Brandon Byrne, Vice President of the gaming company Curse, which moved from California to Huntsville, gave a talk on how north Alabama could become “Silicon Valley South.” Dr. Gwen Fewell won the Outstanding Woman or Minority in Innovation Award for her work in genomics as co-founder and chief commercial officer at TransOMIC in Huntsville. Dr. Emil Jovanov of UAH designed a “Smart Bottle” that reminds people when to take their medicines. A company called BLOX in Bessemer produces modular elements for hospital rooms. I hadn’t known about any of this and felt lucky to have stumbled into it. It changed the way I think about this state.

A press release for the conference stated that Angela Wier of the EDPA “said the organization added a poetry contest to the conference this year as a way to foster collaboration across disciplines that support risk taking and even tolerate failure.” Wier said: “We want the conference to exemplify a microcosm of an innovative community, where one discipline inspires creativity in another.” I was impressed with the EDPA and the Cultural Alliance for including poetry and art in this conference on innovation and creativity in science and entrepreneurship; I hope they continue in this vein.

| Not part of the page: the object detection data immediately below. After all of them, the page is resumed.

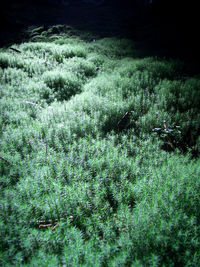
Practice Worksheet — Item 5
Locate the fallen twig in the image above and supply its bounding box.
[10,47,22,54]
[0,155,12,165]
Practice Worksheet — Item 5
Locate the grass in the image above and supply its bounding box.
[0,26,200,266]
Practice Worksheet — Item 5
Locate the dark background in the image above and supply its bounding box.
[0,0,199,60]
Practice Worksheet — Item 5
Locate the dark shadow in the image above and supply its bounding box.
[0,0,199,65]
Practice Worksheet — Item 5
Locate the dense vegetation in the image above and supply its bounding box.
[0,26,200,267]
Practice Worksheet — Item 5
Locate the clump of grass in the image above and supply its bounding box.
[43,70,81,101]
[0,26,200,266]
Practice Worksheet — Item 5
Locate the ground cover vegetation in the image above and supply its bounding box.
[0,26,200,267]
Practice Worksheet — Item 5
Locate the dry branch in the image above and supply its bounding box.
[0,155,12,165]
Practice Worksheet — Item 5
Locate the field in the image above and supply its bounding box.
[0,25,200,267]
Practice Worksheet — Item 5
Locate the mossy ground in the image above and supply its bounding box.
[0,25,200,267]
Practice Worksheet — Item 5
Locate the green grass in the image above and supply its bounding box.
[0,25,200,267]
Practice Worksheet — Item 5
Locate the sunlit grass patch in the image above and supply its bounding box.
[43,70,81,101]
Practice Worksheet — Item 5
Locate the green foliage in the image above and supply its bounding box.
[0,25,200,266]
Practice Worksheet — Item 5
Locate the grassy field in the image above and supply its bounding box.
[0,25,200,267]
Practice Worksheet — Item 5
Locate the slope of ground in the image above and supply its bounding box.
[0,25,200,266]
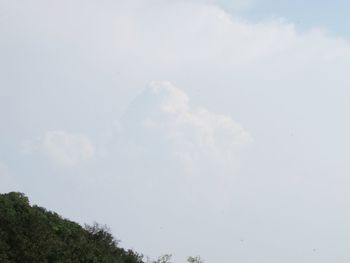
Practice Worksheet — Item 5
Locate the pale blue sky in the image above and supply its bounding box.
[218,0,350,37]
[0,0,350,263]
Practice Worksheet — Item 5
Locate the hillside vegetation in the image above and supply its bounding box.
[0,192,143,263]
[0,192,203,263]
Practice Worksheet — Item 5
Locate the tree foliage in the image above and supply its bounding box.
[0,192,143,263]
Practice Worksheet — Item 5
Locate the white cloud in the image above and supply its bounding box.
[42,131,94,166]
[19,131,95,167]
[123,81,252,206]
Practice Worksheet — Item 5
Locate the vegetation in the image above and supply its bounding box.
[0,192,203,263]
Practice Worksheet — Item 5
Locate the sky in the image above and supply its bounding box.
[0,0,350,263]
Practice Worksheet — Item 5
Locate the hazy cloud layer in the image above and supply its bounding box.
[0,0,350,263]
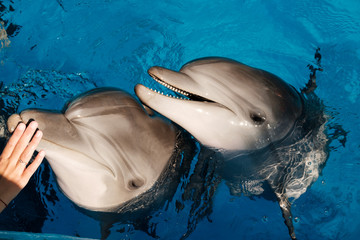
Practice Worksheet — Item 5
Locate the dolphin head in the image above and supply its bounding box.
[135,58,302,150]
[8,89,176,211]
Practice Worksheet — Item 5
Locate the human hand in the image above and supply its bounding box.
[0,121,45,212]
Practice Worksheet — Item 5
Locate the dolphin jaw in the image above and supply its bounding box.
[149,69,214,102]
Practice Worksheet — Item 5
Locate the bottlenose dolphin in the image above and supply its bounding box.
[135,58,302,150]
[135,57,327,239]
[8,88,177,212]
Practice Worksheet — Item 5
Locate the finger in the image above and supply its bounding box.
[18,130,43,167]
[11,121,38,161]
[1,123,26,159]
[22,150,45,183]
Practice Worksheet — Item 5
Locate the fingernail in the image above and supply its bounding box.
[39,150,45,157]
[17,123,26,130]
[29,121,38,129]
[35,130,42,137]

We got the results of the contest later that evening: Douglas Ray had won, and would be named the “Poet Laureate” of the conference and read his poem the next morning. I never like not winning, but the part of me that didn’t want to get up at 5 a.m. to be in Birmingham at 7:30 a.m. was not the least bit disappointed. My two sides declared a truce.

Two banquets, one lesson: there are so many stories to be told, when our ears are open. Having the chance to briefly step into a couple of other worlds reminded me to pay attention to my own world and to remember what a rich and varied place life can be.